The COP of the refrigerator is $\text{2}\text{.12}$.

Explanation of Solution

Express the power input.

${\dot{W}}_{\text{in}}={\dot{m}}_A\left(h_6-h_5\right)+{\dot{m}}_B\left(h_2-h_1\right)$ (XII)

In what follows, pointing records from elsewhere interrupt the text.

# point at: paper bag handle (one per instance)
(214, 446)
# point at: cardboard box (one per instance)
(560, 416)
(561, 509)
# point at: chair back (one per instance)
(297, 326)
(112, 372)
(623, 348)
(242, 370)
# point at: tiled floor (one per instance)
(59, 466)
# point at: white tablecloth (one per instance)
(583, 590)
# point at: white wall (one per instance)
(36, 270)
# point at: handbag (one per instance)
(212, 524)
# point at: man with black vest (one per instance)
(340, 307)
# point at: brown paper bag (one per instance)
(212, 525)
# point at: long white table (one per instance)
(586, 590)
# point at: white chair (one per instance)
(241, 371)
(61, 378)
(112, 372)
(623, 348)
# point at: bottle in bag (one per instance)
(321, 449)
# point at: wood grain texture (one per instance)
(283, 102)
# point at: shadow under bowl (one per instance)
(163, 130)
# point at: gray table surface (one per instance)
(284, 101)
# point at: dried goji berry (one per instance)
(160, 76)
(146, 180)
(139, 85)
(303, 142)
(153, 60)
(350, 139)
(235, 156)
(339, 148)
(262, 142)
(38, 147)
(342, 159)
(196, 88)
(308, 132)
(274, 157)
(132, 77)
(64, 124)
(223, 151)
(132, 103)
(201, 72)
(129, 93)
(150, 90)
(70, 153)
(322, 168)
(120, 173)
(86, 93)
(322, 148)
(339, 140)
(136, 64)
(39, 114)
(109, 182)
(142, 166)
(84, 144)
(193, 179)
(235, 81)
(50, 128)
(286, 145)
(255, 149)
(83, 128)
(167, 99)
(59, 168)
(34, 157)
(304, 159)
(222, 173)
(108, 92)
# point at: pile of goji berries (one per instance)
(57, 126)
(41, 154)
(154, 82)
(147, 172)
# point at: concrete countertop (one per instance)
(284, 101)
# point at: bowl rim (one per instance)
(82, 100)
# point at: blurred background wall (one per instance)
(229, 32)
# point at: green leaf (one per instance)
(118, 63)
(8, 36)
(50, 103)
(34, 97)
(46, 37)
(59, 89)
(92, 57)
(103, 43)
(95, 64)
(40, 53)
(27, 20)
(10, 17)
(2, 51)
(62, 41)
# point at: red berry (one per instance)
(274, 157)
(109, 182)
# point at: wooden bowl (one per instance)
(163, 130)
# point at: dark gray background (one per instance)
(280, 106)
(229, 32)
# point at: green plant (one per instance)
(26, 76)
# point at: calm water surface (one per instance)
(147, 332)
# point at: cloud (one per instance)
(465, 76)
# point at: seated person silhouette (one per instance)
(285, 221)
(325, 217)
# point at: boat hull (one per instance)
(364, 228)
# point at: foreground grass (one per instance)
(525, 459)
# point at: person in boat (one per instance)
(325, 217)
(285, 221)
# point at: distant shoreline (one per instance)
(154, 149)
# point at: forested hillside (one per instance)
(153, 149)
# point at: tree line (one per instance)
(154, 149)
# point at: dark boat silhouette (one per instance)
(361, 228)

Express the COP of the refrigerator.

$\text{COP}=\frac{{\dot{Q}}_L}{{\dot{W}}_{\text{in}}}$ (XIII)

Conclusion:

Substitute $\text{0}\text{.3839}\text{kg}/\text{s}\text{and}\text{0}\text{.25}\text{kg}/\text{s}$ for ${\dot{m}}_A\text{and}{\dot{m}}_B$ respectively, $\text{288}\text{.04}\text{kJ}/\text{kg}\text{and}\text{255}\text{.61}\text{kJ}/\text{kg}$ for $h_6\text{and}{h}_5$ respectively, and $\text{270}\text{.41}\text{kJ}/\text{kg}\text{and}\text{241}\text{.14}\text{kJ}/\text{kg}$ for $h_2\text{and}{h}_1$ respectively in Equation (XII).

$\begin{array}{c}{\dot{W}}_{\text{in}}=\left(\text{0}\text{.3839}\text{kg}/\text{s}\right)\left(\text{288}\text{.04}-\text{255}\text{.61}\right)\text{kJ}/\text{kg}+\left(\text{0}\text{.25}\text{kg}/\text{s}\right)\left(270.41-241.14\right)\text{kJ}/\text{kg}\\ =19.77\text{kJ}/\text{s}\left[\frac{\text{kW}}{\text{kJ}/\text{s}}\right]\\ =19.77\text{kW}\end{array}$

Substitute $\text{19}\text{.77}\text{kW}$ for ${\dot{W}}_{\text{in}}$ and $\text{41}\text{.96}\text{kW}$ for ${\dot{Q}}_L$ in Equation (XIII).

$\begin{array}{c}\text{COP}=\frac{\text{41}\text{.96}\text{kW}}{\text{19}\text{.77}\text{kW}}\\ =2.12\end{array}$

Hence, the COP of the refrigerator is $\text{2}\text{.12}$.